Agni-5’s test-firing triggered an unprecedented round of waffling on the idiot box. Various experts proclaimed that now India could hit any target in China. Rudimentary calculation would have enabled anyone to reach the same conclusion. We all know that still more time and efforts are needed to make Agni-5 a credible deterrent. So, why single out China and do a George Fernandez?
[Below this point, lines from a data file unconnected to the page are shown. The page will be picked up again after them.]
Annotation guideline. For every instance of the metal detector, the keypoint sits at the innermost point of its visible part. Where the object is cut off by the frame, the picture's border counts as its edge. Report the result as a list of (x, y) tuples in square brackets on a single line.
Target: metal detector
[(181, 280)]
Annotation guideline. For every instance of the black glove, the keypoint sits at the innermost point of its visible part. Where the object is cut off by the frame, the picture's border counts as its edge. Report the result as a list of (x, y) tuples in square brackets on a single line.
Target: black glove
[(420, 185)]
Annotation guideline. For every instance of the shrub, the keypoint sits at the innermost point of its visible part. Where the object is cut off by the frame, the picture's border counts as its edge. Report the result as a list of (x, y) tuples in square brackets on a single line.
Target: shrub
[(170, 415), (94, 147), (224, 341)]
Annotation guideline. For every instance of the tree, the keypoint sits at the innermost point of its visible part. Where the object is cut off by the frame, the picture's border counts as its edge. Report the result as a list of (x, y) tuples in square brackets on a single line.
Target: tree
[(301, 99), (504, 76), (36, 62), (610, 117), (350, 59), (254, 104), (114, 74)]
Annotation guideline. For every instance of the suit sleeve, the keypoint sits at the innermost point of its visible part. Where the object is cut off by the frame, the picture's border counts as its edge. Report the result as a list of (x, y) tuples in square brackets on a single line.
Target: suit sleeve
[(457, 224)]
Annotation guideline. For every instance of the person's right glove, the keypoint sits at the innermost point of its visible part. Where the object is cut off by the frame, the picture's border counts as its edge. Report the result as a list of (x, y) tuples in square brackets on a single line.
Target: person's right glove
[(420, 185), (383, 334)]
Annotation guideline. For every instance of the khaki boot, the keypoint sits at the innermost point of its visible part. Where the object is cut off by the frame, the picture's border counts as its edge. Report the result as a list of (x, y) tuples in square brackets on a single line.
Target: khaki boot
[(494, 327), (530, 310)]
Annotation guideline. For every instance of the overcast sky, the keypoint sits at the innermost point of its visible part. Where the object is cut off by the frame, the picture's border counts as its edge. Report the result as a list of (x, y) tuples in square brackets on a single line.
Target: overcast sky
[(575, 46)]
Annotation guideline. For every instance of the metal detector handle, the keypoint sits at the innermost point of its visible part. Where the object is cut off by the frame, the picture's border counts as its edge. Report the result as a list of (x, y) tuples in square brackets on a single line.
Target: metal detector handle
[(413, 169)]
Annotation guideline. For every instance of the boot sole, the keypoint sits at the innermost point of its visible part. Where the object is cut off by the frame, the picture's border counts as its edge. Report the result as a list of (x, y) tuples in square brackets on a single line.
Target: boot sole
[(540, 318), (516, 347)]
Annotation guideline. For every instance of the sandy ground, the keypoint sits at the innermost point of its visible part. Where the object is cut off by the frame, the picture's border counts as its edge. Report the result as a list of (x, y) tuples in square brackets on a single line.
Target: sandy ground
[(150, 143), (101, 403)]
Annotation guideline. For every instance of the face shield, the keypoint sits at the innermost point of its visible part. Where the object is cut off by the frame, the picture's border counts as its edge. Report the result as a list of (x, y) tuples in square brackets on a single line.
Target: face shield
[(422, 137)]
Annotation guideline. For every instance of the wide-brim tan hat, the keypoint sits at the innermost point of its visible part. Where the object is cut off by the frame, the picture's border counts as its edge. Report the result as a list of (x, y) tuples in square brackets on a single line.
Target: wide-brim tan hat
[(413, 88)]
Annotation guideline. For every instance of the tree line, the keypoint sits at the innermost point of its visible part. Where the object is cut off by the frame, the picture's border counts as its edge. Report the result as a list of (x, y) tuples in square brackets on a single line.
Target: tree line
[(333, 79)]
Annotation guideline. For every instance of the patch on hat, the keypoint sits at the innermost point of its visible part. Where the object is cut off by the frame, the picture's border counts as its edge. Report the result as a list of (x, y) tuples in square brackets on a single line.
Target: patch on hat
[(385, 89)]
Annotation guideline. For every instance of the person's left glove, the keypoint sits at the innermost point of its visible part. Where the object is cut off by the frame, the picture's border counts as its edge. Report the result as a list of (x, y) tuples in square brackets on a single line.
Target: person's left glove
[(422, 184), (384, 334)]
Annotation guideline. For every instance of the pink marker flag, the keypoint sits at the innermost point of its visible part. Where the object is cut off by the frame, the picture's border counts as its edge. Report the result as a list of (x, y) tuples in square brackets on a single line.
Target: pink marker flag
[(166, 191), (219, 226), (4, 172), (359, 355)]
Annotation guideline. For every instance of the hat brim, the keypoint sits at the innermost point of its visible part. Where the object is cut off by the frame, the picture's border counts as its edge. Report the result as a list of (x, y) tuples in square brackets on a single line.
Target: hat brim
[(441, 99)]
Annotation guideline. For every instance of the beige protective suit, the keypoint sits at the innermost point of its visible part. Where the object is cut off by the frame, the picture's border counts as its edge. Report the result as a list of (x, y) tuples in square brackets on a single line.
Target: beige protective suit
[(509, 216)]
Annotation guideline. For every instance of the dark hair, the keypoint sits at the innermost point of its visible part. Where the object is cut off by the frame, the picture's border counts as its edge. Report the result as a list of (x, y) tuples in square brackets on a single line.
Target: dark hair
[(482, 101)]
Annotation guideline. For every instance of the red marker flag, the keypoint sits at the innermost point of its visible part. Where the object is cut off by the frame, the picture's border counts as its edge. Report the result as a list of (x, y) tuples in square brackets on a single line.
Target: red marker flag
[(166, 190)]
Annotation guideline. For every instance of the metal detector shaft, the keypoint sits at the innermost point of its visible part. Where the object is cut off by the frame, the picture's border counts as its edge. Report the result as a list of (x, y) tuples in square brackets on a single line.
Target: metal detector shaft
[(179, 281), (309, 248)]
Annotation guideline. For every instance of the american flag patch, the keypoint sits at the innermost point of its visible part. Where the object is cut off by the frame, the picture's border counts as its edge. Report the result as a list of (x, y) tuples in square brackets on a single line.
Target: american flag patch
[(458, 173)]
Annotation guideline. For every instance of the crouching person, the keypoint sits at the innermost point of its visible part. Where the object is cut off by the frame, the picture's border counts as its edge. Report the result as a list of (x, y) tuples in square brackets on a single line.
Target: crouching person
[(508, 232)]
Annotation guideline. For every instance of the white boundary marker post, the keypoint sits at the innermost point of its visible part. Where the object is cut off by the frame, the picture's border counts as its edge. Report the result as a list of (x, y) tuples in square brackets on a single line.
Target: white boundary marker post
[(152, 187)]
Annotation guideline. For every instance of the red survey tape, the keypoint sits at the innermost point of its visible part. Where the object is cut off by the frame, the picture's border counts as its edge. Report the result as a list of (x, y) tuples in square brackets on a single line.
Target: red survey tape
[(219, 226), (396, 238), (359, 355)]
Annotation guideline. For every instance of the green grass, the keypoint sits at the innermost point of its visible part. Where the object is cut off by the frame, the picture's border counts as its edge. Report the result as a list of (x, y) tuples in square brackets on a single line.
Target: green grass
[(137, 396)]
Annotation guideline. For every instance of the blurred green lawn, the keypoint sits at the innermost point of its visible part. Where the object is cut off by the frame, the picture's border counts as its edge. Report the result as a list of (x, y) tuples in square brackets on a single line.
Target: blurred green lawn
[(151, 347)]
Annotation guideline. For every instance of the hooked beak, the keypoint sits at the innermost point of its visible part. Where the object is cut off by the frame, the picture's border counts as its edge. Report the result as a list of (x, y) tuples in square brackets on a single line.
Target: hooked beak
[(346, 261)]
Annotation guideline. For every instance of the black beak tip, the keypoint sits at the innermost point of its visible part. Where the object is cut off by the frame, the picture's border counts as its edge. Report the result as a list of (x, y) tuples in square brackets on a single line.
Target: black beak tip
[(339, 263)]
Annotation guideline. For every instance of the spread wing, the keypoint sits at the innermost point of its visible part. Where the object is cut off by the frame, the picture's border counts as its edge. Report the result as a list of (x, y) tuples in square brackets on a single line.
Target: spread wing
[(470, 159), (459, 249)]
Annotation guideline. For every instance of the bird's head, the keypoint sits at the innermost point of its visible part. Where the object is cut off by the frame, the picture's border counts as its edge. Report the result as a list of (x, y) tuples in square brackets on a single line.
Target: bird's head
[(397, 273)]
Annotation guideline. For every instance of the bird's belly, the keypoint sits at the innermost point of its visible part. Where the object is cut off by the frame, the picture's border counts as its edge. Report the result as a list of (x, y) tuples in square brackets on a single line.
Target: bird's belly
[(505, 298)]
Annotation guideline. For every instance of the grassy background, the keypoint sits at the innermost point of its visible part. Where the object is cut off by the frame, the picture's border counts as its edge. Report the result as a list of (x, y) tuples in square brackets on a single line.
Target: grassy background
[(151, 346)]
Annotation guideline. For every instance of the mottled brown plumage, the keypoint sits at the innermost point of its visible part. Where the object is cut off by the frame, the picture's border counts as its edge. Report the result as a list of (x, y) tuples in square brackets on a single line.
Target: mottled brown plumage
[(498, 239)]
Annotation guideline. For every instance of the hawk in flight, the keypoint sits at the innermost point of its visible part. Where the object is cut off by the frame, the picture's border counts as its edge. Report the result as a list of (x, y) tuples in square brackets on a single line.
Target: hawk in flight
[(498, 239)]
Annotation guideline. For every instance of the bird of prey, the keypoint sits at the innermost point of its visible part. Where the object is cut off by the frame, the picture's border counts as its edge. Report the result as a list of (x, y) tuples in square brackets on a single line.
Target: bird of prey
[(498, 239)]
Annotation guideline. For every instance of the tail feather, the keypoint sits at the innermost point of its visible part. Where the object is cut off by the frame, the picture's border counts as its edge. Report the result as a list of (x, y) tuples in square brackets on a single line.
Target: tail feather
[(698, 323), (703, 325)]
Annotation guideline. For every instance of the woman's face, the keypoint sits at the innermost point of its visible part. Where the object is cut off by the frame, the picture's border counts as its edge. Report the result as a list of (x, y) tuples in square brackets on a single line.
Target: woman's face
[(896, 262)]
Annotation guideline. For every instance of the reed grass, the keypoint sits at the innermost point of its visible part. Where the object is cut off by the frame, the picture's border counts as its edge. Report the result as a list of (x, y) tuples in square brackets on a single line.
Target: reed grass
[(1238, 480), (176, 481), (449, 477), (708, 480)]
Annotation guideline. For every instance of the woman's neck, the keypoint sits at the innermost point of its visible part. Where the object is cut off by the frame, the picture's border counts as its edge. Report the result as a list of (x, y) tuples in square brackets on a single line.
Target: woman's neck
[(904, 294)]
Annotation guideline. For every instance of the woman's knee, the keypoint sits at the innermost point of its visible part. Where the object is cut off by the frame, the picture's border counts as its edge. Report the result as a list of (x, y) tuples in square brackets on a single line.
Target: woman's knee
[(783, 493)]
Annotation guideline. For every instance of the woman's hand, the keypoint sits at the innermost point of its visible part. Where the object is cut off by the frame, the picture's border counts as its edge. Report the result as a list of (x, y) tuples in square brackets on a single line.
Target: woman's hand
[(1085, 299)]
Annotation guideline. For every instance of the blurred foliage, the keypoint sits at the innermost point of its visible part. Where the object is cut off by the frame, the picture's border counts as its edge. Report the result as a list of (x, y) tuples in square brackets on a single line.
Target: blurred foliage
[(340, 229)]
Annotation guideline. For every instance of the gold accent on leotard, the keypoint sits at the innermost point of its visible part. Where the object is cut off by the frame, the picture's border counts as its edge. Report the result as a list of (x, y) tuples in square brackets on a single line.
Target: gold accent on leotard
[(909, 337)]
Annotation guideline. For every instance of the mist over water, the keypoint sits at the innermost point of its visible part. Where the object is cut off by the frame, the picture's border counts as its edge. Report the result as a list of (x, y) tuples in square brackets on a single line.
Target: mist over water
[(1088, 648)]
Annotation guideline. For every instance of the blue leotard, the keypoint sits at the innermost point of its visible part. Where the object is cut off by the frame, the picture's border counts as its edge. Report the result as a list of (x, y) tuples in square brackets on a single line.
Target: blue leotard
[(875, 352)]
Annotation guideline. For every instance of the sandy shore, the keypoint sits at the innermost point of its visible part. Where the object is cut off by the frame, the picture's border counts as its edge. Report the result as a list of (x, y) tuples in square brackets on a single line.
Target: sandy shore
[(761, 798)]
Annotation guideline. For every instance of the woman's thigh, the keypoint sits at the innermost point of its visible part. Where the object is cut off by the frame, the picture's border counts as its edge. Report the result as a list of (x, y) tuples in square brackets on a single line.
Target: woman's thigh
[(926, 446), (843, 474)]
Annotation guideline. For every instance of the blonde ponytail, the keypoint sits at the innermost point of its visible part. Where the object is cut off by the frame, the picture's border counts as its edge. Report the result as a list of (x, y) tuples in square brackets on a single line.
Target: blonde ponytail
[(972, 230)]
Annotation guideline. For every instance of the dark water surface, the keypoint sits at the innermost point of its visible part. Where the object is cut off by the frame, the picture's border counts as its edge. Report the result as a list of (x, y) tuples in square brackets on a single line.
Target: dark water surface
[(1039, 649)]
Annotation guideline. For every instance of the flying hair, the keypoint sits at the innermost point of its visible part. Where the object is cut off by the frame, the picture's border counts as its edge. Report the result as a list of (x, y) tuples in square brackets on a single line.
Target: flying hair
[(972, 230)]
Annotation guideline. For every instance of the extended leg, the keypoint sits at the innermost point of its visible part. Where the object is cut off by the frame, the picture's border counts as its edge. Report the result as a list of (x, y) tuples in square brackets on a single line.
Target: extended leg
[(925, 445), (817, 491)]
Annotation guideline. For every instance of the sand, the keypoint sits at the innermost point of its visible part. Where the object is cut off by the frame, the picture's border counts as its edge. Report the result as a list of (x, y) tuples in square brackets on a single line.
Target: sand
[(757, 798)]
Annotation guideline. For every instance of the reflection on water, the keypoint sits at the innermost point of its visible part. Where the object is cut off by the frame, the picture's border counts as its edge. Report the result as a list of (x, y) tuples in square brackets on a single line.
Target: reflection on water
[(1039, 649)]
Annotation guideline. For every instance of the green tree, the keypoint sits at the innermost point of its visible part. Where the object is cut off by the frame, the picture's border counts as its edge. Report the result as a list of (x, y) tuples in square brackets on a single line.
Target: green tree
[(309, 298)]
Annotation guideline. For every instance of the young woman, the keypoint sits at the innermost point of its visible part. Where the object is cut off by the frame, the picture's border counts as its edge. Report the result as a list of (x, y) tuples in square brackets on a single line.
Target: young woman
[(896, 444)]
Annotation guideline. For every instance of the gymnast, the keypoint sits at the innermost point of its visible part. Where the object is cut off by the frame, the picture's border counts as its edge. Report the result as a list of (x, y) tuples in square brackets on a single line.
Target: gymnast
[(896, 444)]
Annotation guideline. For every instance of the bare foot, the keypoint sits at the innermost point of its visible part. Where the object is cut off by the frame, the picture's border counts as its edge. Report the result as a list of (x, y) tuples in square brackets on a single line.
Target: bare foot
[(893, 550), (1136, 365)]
By an interesting coincidence, mainstream television featured two centurions. The nomination of Sachin Tendulkar to the Rajya Sabha elicited mixed reactions laced with doubts whether the scorer of a 100 centuries was elderly enough for the House of Elders. Then, there was Zohra Sehgal on CNN-IBN and Headlines Today, sprightly enough on her 100th birthday to look at the funnier side of life.
Another legend, Jagjit
Singh, was featured on Colors TV wherein who’s who of the
subcontinent’s music and film worlds paid tributes to the late
But, not all was celebratory. The Dirty Picture failed to sizzle on Sony TV. Instead, 3 Idiots was telecast. The touted reason was: the movie shouldn’t be beamed into our sacrosanct drawing rooms at prime time. This, after 59 cuts were undertaken to obtain the UA Certificate; and Vidya Balan was conferred with the National Award for Best Actress for her performance in The Dirty Picture, thus acknowledging the artistic quality of her histrionics.
However, sex is not such a dirty word for our media pundits although they had turned up their supercilious noses at the Bhanwari Devi scandal. But when it came to the Singhvi sex CD tittle-tattle, they promptly organised talk shows, not to discuss ways and means for restoring probity among our political classes but to berate the "menace" that internet, especially social media, posed to individuals’ reputations.
Even the issue of judicial appointments becoming amenable to political influence was ignored. Justice Katju went from channel to channel (CNN-IBN, Times Now, Headlines Today, NDTV etc) reiterating his pet theme of regulating the social media. When pointed out that there is no technology available for the purpose, Justice Katju remarked that all this could be done "in the future".
But how? In reply, he held forth on the virtues of scientific research. Obviously, we cannot ban or regulate social media in India. Besides, various TV talk shows have been exaggerating the social media’s power for creating mischief like communal riots in the country.
The cyber world has been doing more good than harm. When the mainstream media become complicit in odious activities in high places, the internet invariably comes in handy for revealing the truth as has happened in the Bofors case. A website, www.thehoot.org, has come up with revelations that are going to impact the public perception of the way crime in high places is investigated in our country. Moreover, it has redeemed Amitabh Bachchan’s reputation who was, now we learn, unfairly targeted both by the mainstream media and various investigating agencies.
Also, let us not forget the Wikileaks’s salutary impact on international diplomacy. Regulating the internet is technologically and administratively unfeasible and banning it goes against our democratic-liberal grain.